Absolutely and also how you expect your problem to evolve over time. In this particular case, there's a built-in assumption that all the data required can be crammed into one big memory on one box. Although, as another reader points out, at least in the case of Sea Micro this isn't relevant as it isn't either a high-core count NUMA or SMP box:

"The SeaMicro SM10000-64 is the First Server Purpose Built for Scale Out Workloads
Designed to replace 40 1 RU Dual Socket Quad Core servers, the SM10000-64 integrates 512 Intel Atom low power cores (256 Dual Core Intel x86-64 processors), top of rack Ethernet switching, server management, and application
load balancing in a single 10 RU “plug and play” standards-based server. The SM10000-64 uses 1/4 the power and takes 1/4 the space of the best in class volume server without requiring any modifications to existing software."

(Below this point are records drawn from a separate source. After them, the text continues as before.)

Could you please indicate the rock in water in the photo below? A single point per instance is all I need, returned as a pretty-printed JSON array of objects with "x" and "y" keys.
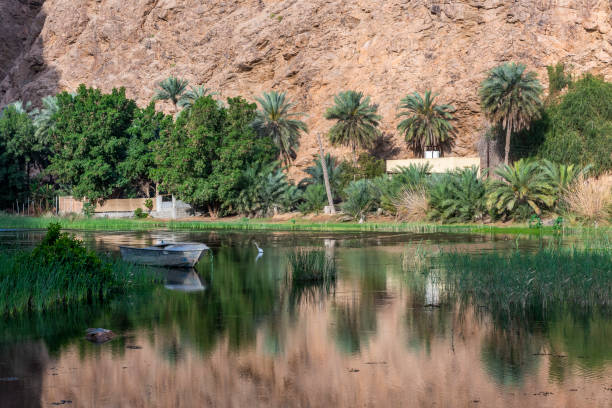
[{"x": 99, "y": 335}]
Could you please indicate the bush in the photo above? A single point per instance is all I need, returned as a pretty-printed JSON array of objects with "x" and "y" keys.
[
  {"x": 589, "y": 199},
  {"x": 315, "y": 198},
  {"x": 149, "y": 204},
  {"x": 361, "y": 198},
  {"x": 577, "y": 129},
  {"x": 457, "y": 196},
  {"x": 412, "y": 204},
  {"x": 61, "y": 271},
  {"x": 138, "y": 213}
]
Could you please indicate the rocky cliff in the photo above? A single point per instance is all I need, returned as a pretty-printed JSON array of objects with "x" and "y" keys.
[{"x": 310, "y": 48}]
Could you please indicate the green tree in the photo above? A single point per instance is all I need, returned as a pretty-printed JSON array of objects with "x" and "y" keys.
[
  {"x": 18, "y": 151},
  {"x": 578, "y": 129},
  {"x": 194, "y": 93},
  {"x": 136, "y": 171},
  {"x": 356, "y": 121},
  {"x": 90, "y": 140},
  {"x": 427, "y": 124},
  {"x": 171, "y": 89},
  {"x": 275, "y": 120},
  {"x": 511, "y": 97},
  {"x": 45, "y": 119},
  {"x": 520, "y": 187},
  {"x": 203, "y": 159},
  {"x": 315, "y": 173}
]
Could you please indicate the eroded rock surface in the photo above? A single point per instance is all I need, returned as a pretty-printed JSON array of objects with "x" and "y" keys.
[{"x": 310, "y": 48}]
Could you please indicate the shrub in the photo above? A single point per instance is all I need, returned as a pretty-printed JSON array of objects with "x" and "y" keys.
[
  {"x": 457, "y": 196},
  {"x": 310, "y": 266},
  {"x": 138, "y": 213},
  {"x": 589, "y": 199},
  {"x": 315, "y": 198},
  {"x": 149, "y": 204},
  {"x": 361, "y": 197},
  {"x": 412, "y": 204}
]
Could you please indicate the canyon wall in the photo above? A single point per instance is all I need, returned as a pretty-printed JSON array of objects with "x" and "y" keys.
[{"x": 310, "y": 48}]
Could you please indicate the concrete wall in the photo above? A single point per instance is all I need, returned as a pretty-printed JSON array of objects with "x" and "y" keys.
[
  {"x": 69, "y": 204},
  {"x": 440, "y": 165}
]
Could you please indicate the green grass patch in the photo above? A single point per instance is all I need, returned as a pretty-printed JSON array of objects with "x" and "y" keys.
[
  {"x": 108, "y": 224},
  {"x": 531, "y": 282},
  {"x": 60, "y": 271}
]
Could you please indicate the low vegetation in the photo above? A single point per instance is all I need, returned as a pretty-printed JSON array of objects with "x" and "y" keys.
[
  {"x": 523, "y": 282},
  {"x": 60, "y": 271},
  {"x": 230, "y": 158},
  {"x": 311, "y": 266}
]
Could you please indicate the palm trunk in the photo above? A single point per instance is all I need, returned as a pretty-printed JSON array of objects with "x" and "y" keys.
[
  {"x": 330, "y": 199},
  {"x": 507, "y": 149}
]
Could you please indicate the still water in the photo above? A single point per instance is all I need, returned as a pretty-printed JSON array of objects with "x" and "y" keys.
[{"x": 243, "y": 336}]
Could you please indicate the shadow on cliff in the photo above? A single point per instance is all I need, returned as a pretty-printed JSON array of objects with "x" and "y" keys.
[{"x": 24, "y": 73}]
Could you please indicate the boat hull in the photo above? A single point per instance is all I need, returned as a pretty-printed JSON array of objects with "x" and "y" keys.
[{"x": 161, "y": 257}]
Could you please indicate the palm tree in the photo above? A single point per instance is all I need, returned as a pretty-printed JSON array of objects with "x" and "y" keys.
[
  {"x": 562, "y": 176},
  {"x": 520, "y": 185},
  {"x": 171, "y": 89},
  {"x": 427, "y": 124},
  {"x": 275, "y": 121},
  {"x": 511, "y": 97},
  {"x": 192, "y": 95},
  {"x": 45, "y": 121},
  {"x": 356, "y": 121}
]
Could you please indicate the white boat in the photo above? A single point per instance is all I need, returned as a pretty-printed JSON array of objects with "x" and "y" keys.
[{"x": 176, "y": 254}]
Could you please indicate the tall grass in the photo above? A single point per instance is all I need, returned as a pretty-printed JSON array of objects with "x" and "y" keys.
[
  {"x": 523, "y": 282},
  {"x": 311, "y": 266},
  {"x": 105, "y": 224},
  {"x": 589, "y": 198},
  {"x": 27, "y": 284}
]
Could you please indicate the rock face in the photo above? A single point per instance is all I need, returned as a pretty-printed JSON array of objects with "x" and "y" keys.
[{"x": 310, "y": 48}]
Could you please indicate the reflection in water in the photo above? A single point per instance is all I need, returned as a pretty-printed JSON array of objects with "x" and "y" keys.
[{"x": 380, "y": 336}]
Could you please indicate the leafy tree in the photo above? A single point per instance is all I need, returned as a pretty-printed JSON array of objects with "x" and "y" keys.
[
  {"x": 315, "y": 198},
  {"x": 18, "y": 151},
  {"x": 275, "y": 120},
  {"x": 315, "y": 173},
  {"x": 457, "y": 196},
  {"x": 171, "y": 89},
  {"x": 511, "y": 97},
  {"x": 578, "y": 129},
  {"x": 356, "y": 121},
  {"x": 519, "y": 188},
  {"x": 137, "y": 170},
  {"x": 557, "y": 79},
  {"x": 204, "y": 158},
  {"x": 427, "y": 124},
  {"x": 90, "y": 141},
  {"x": 189, "y": 97}
]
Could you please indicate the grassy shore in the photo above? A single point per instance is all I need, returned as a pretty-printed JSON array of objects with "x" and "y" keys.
[{"x": 108, "y": 224}]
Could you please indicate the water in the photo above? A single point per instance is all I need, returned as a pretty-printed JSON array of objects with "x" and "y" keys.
[{"x": 250, "y": 339}]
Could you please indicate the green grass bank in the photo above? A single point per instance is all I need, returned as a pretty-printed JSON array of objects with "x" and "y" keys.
[{"x": 108, "y": 224}]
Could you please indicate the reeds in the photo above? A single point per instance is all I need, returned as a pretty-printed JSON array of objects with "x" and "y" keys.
[
  {"x": 589, "y": 198},
  {"x": 520, "y": 282},
  {"x": 29, "y": 285},
  {"x": 311, "y": 266}
]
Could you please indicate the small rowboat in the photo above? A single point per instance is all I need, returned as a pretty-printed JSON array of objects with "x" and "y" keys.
[{"x": 176, "y": 254}]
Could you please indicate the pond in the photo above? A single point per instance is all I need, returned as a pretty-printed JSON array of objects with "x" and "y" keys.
[{"x": 378, "y": 337}]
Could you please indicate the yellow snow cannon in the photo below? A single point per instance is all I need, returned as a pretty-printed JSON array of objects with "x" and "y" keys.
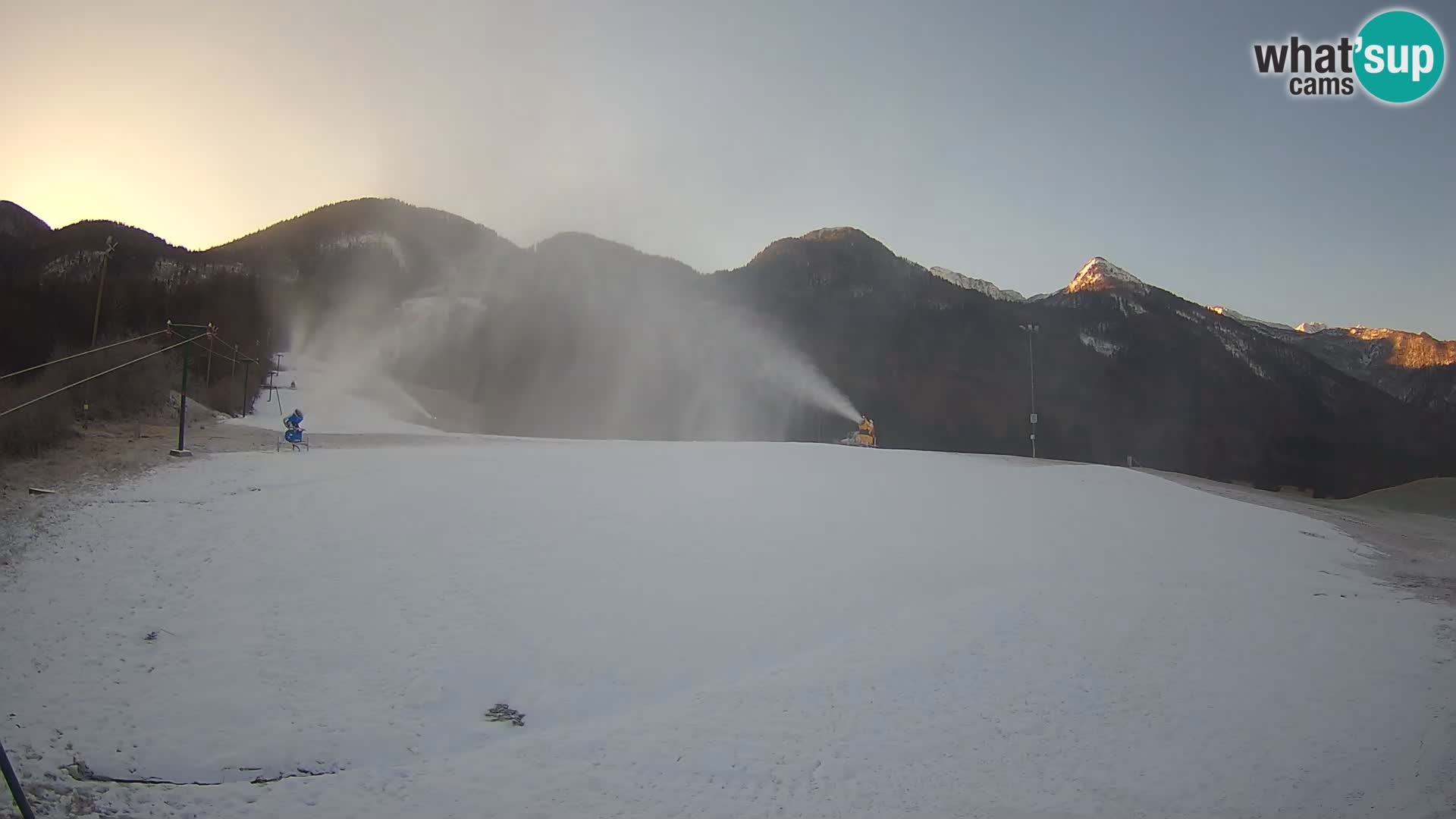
[{"x": 864, "y": 436}]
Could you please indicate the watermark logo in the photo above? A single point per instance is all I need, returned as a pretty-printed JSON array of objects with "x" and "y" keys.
[{"x": 1397, "y": 57}]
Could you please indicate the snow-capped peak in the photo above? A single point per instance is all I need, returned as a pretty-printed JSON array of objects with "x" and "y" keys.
[
  {"x": 1101, "y": 275},
  {"x": 1242, "y": 318},
  {"x": 979, "y": 284}
]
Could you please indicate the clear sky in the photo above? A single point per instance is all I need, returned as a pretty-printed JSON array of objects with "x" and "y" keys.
[{"x": 1008, "y": 142}]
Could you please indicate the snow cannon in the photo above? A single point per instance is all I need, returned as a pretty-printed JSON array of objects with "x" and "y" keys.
[{"x": 864, "y": 436}]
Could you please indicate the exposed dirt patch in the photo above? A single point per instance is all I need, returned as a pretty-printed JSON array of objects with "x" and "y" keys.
[{"x": 1416, "y": 550}]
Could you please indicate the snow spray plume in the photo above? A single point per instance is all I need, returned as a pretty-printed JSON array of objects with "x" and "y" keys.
[{"x": 579, "y": 338}]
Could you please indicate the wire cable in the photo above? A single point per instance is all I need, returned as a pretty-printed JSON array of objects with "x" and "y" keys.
[
  {"x": 93, "y": 378},
  {"x": 83, "y": 353}
]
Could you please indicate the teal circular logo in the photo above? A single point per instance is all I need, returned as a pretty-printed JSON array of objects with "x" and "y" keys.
[{"x": 1400, "y": 55}]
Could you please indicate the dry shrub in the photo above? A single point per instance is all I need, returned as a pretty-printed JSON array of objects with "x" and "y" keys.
[
  {"x": 131, "y": 391},
  {"x": 136, "y": 390},
  {"x": 28, "y": 431}
]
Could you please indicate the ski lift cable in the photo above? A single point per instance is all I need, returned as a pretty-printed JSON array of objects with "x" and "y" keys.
[
  {"x": 92, "y": 378},
  {"x": 83, "y": 353}
]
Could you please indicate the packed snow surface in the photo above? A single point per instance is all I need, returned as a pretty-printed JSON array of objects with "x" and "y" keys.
[
  {"x": 712, "y": 630},
  {"x": 337, "y": 400}
]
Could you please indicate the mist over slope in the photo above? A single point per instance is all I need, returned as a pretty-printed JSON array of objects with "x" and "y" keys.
[{"x": 582, "y": 337}]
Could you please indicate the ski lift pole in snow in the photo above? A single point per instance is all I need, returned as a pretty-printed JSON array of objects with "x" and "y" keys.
[
  {"x": 15, "y": 786},
  {"x": 190, "y": 333}
]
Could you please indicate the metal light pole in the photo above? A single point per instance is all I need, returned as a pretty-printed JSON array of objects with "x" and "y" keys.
[
  {"x": 1031, "y": 359},
  {"x": 197, "y": 330},
  {"x": 15, "y": 787}
]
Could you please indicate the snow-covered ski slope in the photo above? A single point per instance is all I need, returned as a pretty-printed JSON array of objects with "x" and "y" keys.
[
  {"x": 337, "y": 398},
  {"x": 714, "y": 630}
]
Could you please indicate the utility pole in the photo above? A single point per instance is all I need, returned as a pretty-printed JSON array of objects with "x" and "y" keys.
[
  {"x": 1031, "y": 359},
  {"x": 246, "y": 363},
  {"x": 101, "y": 283}
]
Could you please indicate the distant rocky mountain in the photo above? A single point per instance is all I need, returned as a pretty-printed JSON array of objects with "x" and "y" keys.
[
  {"x": 579, "y": 335},
  {"x": 1411, "y": 366},
  {"x": 19, "y": 223},
  {"x": 1123, "y": 369}
]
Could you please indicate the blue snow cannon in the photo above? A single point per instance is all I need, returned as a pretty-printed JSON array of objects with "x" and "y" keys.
[{"x": 293, "y": 428}]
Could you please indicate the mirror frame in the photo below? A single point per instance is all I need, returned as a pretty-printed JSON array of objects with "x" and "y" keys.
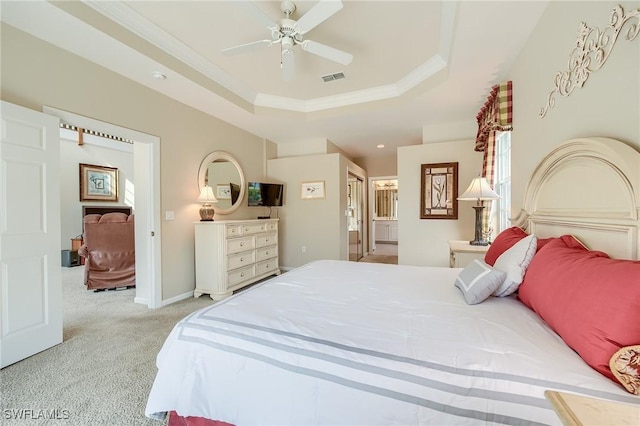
[{"x": 204, "y": 166}]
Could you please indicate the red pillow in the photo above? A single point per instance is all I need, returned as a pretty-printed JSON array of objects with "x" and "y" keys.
[
  {"x": 589, "y": 299},
  {"x": 543, "y": 242},
  {"x": 503, "y": 242}
]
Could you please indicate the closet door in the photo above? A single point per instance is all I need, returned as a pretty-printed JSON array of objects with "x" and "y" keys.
[{"x": 30, "y": 274}]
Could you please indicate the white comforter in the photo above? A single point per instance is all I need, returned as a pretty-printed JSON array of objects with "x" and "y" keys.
[{"x": 338, "y": 342}]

Note also the Atom processors - perhaps not the CPU horsepower one might have been wishing for.

This is also interesting:

"Myth: Our development setup should mimic our production setup

An experimental computing structure with a BAS™ allows for researchers to freely explore big data without having to think about how to divide it efficiently. If an experiment is successful and there is the need to scale-up to a clinical or industrial platform, that can happen later."

Two points:

(1) At least for web operations, if you have to do work in a development environment, having something that is a scale unit of production is immensely useful. It makes predicting performance/capacity requirements easier and allows for authentic failure testing and the like.

(2) I think the vast majority of evidence out there suggests that one must spend a large amount of time tuning/optimising code to scale on SMP/NUMA boxes if the workload is anything other than embarrassingly parallel (i.e. no co-ordination and thus locking or similar is required). Should the workloads that Jerm encounters not be embarrassingly parallel they will hit scale out problems requiring substantial revision of code. Something that one would always prefer to account for early than late for anything but the smallest codebase.

July 8, 2011 | Unregistered CommenterDan Creswell

Hey. I don't know anything about computers or anything, but I wanted you to know that the phrase "double-tap extinction event" is awesome. Well played.